I guess I fall asleep there, because I wake up the next morning with the sun coming beaming through the blinds of this vomit-flooded hotel room that now stinks like absolute death. She’s awake and dressed and looking like she did when I first saw her. 

“I’ve got to go to a meeting,” she says, “and then I have a flight to catch.” 

She’s looking into the mirror putting in one earring at a time behind that hellish red hair of hers. I’ve never been one to overstay my welcome, so I get up and find my pants and slide them on and then look for my shoes only finding one. I put it on. I pick up my shirt from the floor—there’re some orange vomit stains splattered on it—and place it over my head. I think I put it on backwards, I don’t know. Looking at her, I can’t believe such a beautiful creature graced me with her womanhood. I’m thinking as she looks at me that she is probably thinking that she can’t believe she allowed such a repulsive being to enter her, but oh well. People make mistakes. We all make mistakes. 

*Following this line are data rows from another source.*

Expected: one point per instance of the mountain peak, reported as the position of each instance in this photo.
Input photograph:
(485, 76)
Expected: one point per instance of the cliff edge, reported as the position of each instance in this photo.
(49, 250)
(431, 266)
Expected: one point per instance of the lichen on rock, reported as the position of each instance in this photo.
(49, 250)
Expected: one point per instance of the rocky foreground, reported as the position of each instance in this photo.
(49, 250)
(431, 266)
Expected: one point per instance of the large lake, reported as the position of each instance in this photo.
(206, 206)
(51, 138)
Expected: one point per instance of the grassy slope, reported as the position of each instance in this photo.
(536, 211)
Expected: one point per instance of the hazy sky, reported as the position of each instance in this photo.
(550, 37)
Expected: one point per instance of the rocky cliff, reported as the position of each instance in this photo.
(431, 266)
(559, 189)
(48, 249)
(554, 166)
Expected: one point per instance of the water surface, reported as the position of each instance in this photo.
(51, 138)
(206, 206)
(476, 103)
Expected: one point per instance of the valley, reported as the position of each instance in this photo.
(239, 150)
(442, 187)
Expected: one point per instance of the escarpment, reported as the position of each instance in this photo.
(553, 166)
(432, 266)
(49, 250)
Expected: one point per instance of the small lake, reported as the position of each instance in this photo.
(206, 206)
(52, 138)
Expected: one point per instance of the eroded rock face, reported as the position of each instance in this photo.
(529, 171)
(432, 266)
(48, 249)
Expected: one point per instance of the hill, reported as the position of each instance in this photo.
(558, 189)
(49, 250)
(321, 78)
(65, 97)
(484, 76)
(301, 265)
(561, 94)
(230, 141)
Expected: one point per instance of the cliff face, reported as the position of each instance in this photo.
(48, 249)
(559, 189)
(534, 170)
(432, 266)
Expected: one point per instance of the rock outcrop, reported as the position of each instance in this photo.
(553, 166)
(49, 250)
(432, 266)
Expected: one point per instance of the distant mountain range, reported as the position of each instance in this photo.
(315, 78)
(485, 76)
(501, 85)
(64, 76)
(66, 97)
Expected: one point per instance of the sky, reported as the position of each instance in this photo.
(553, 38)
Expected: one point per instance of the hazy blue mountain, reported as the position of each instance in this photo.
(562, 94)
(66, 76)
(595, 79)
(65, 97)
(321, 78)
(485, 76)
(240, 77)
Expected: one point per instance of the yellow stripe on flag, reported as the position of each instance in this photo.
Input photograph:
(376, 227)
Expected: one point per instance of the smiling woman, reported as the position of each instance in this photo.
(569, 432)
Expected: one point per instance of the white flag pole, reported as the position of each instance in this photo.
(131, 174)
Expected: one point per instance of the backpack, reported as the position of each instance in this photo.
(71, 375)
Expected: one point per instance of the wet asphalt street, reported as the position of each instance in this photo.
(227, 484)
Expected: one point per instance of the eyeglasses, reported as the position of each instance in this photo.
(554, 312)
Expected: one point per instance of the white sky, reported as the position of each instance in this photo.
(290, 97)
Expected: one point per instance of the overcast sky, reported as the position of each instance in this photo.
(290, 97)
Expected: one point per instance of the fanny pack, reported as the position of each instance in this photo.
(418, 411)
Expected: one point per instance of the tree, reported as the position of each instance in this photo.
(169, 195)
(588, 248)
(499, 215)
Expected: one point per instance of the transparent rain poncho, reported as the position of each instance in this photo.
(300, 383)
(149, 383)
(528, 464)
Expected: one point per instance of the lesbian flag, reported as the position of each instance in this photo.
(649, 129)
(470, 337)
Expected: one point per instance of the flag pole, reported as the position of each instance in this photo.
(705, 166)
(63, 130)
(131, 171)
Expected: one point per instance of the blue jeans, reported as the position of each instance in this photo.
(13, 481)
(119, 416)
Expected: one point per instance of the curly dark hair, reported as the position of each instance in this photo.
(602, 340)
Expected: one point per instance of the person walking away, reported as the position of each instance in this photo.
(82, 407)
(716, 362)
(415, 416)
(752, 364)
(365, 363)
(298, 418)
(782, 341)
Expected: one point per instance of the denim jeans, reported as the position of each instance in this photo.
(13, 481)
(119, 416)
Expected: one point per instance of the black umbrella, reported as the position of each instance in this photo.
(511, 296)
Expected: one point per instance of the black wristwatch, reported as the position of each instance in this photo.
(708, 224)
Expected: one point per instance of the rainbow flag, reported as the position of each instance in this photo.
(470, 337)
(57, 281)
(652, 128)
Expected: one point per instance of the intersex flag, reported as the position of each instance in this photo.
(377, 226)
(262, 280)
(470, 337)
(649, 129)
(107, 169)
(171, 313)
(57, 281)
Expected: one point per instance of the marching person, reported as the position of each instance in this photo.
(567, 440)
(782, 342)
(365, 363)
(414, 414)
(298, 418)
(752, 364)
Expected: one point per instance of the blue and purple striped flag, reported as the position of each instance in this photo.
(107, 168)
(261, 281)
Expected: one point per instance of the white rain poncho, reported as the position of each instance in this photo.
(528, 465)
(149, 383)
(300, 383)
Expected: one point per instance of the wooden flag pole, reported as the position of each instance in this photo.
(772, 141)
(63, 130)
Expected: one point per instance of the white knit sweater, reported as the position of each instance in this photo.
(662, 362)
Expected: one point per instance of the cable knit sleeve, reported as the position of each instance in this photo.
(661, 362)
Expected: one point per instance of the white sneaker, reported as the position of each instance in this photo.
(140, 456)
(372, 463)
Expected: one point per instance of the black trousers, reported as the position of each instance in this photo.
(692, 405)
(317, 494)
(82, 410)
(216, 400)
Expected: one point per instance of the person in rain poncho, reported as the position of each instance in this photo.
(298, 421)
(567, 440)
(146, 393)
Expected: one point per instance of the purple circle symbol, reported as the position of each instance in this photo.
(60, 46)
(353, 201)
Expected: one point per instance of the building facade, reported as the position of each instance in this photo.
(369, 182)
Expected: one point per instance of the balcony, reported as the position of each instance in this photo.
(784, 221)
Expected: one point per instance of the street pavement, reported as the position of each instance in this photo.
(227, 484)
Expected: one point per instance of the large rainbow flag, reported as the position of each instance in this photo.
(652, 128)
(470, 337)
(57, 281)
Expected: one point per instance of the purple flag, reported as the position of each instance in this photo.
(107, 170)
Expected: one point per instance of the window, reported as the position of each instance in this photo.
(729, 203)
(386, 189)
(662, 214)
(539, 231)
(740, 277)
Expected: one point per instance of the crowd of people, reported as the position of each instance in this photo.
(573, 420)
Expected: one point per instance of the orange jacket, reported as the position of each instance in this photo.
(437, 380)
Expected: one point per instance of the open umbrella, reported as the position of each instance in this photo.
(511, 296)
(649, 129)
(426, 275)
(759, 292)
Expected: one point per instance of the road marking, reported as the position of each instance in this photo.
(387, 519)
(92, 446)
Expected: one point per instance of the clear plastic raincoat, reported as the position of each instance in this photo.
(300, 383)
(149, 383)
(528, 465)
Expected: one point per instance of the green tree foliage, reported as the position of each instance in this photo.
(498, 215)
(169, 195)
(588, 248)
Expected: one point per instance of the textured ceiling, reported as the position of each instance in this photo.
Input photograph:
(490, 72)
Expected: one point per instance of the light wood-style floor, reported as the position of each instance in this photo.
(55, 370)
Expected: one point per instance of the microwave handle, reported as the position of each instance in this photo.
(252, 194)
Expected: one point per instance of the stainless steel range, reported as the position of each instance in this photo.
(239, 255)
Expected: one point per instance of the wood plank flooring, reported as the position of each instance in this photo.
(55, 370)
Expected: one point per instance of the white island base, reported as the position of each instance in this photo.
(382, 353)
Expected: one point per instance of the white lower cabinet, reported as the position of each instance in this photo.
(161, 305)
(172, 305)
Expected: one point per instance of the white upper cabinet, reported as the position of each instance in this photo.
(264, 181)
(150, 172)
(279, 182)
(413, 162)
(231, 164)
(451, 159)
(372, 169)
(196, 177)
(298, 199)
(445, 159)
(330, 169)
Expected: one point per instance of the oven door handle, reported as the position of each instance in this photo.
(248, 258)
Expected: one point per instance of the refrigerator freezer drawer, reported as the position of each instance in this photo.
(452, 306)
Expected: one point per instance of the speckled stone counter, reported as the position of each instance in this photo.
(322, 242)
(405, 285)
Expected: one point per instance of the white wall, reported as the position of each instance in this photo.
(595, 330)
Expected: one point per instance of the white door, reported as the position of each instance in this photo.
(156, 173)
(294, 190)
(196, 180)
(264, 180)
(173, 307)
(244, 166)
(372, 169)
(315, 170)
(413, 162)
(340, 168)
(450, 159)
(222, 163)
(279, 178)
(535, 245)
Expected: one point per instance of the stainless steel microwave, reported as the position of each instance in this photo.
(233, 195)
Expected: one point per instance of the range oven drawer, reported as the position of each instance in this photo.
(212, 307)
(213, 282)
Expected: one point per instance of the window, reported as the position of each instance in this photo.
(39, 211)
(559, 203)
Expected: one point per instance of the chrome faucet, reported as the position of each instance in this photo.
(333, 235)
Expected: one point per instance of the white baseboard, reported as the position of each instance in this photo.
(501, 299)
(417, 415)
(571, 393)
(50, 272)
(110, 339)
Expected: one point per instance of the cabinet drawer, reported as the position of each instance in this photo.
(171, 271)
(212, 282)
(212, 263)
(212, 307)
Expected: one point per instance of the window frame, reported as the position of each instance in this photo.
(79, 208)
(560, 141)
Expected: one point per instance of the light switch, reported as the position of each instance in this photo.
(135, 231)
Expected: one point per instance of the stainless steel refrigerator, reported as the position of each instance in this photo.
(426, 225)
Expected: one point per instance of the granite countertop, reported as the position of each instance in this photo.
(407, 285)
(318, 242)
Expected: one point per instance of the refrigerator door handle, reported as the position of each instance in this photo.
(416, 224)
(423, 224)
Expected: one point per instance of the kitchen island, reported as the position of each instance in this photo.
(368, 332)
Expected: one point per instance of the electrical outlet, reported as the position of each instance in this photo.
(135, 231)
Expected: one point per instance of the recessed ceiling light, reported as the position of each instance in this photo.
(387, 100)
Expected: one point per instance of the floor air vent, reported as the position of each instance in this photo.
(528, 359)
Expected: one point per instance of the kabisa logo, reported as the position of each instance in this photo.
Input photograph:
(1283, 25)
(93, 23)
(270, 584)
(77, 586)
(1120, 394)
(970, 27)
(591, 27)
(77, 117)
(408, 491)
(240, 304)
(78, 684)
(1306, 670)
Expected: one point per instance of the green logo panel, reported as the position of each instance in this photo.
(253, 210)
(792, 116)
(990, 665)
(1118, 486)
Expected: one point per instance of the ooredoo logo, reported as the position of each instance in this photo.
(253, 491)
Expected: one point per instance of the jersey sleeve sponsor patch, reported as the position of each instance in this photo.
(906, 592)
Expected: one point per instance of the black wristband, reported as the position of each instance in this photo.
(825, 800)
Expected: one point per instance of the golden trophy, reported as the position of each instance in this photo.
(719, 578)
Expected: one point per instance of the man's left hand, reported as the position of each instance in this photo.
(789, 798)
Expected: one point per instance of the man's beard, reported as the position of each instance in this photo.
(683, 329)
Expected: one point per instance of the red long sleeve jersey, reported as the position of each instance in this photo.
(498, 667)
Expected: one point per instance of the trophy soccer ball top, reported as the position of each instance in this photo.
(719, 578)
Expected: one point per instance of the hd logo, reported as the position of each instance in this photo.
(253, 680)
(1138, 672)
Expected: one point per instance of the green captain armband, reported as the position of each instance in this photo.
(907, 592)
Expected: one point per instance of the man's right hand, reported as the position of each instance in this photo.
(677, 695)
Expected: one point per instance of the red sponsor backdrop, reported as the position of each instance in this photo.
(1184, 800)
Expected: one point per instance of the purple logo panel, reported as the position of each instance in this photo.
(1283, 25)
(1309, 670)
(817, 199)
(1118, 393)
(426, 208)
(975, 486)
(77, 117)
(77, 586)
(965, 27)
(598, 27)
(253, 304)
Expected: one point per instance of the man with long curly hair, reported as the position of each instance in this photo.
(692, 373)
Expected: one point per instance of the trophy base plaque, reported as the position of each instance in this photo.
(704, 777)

She walks me to the door, I’m hobbling in one shoe, off-balance. We walk down the hall, her beautiful behind swaying in front of me. We don’t say anything. We get onto the elevator. She presses the button, and the doors close. The elevator dings with every floor we pass, breaking up the silence. Then it dings one last time, symbolizing the finality of our fragile encounter, and the doors open. We step out and walk toward the entrance. The sun is bright and getting brighter as we approach. We walk outside and she hooks a right, but I need to go left, so I do. I turn back to see her beautiful behind swaying and those thoroughbred calves of hers. I want to call out to her, and it’s then I realize I never got the ol’ gal’s name. 

I stand there watching her, the sun really coming down, her swaying behind getting smaller and smaller before finally disappearing, lost forever in this City of Angels.